The number one issue for fat fighters is to preserve their bankrupt credo at all costs. As this is so far from the way things really are, this brings them down many dead ends. Only the ridiculous deference they've acquired manages to preserve their blushes.
Having failed with adults, because the dieting ain't it, there is a disturbing tendency for that force to re-direct itself to the innocent, children.
This is as much about our views of children as the hope of the future as it is about likelihood of success. Under the guise of early prevention-the idea that if you restrict eating and increase exercise early enough, you'll stop them becoming fat in the first place, or reverse it.
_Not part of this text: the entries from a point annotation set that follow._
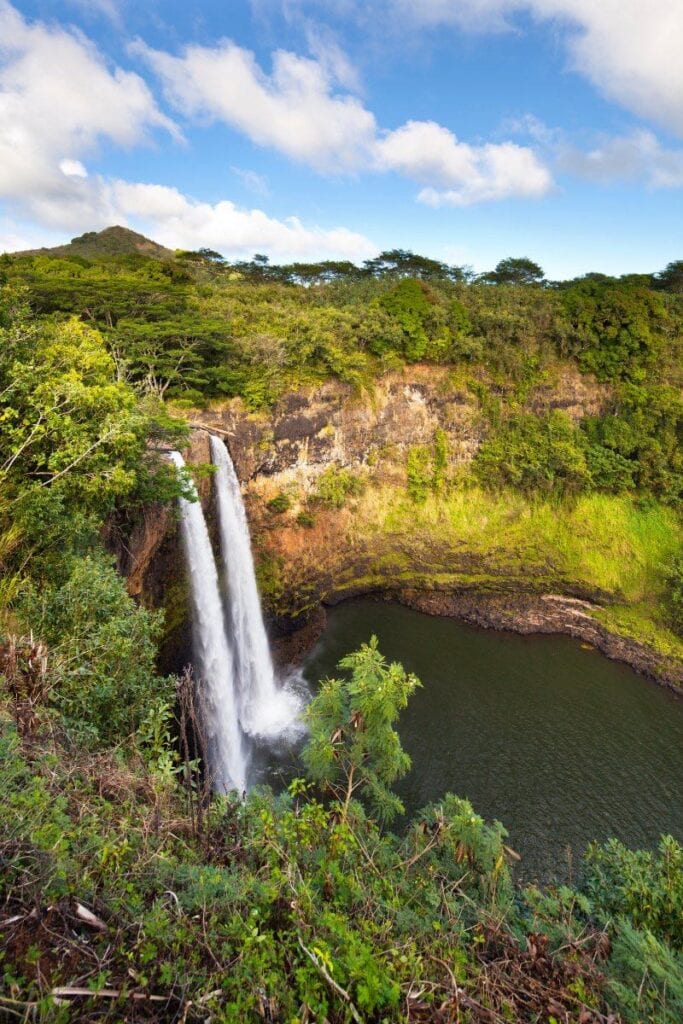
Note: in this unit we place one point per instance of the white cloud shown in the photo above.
(107, 8)
(256, 183)
(295, 110)
(637, 157)
(459, 174)
(73, 168)
(630, 49)
(175, 219)
(57, 100)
It might be more convincing if not for the fact that many of us adult fatties started off as fat children, who sought to lose weight. Through this, a few even developed disordered eating, because they they were almost permanently on a diet, those minority prone to this also developed eating disorders for similar reasons.
It is often ignored that some develop depression because of what I used to call "hibernation syndrome" or when the body adapts to repeated reduction by conserving its energy. The effects vary widely, we know for some, it can led to some sense of uplift, but for some, it's as if the brain seems to be cheated out of energy and one becomes fatigued overall including mentally.
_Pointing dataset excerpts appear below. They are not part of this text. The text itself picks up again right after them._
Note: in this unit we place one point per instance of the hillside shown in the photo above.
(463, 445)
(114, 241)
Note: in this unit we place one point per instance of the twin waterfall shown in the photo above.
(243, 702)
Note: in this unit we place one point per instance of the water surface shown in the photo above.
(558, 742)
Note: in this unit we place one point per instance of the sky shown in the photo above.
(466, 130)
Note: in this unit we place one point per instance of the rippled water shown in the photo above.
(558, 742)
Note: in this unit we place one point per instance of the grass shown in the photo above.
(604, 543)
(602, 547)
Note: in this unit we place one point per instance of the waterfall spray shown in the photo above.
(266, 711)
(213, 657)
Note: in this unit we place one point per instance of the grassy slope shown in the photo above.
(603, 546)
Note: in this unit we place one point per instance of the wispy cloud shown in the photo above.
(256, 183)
The latter is unexpected and unexplored.
I don't want to be negative, I think children should not be discouraged from physical development. I say that as opposed to encouraged because, when all of us are born, unless there is something awry, we are active. Babies use up a tremendous amount of energy and are rarely still, seeming to be more active than adults even when asleep.
If they grow into children disinclined toward activity, one has to say they have been actively discouraged from it. Some are easier to put off than others.
To me, movement for children is nothing to do with 'burning calories', it's about developing your physical skills, the joy of overcoming a repeated set of small challenges and of feeling free in yourself.
When that is not available to children, neuroses can increase and become heightened among them.
Children should be left out of calorie/weight restriction efforts, full stop. Especially under the guise of feeding them properly, well duh, feed children properly and teach them basic cookery skills too. That's something to be ashamed society is failing at, not something to use 'obesity' to fix.
Everything they have, which really consists of one thing that people cling to like fury has failed. It's one thing to mess about with adults, but you'd think the thought of introducing it to children would make people pause. I thought it would and was one of the reasons I didn't think the crisis would reach this level-even though I knew weight would increase-nothing to stop it.
If there is a problem with a child's weight, then that is supposed to be what the study of 'obesity' is working out, if it isn't that needs to be explained. Our duty is to take care and nurture the the mental, spiritual and physical health of children and let the rest take care of itself.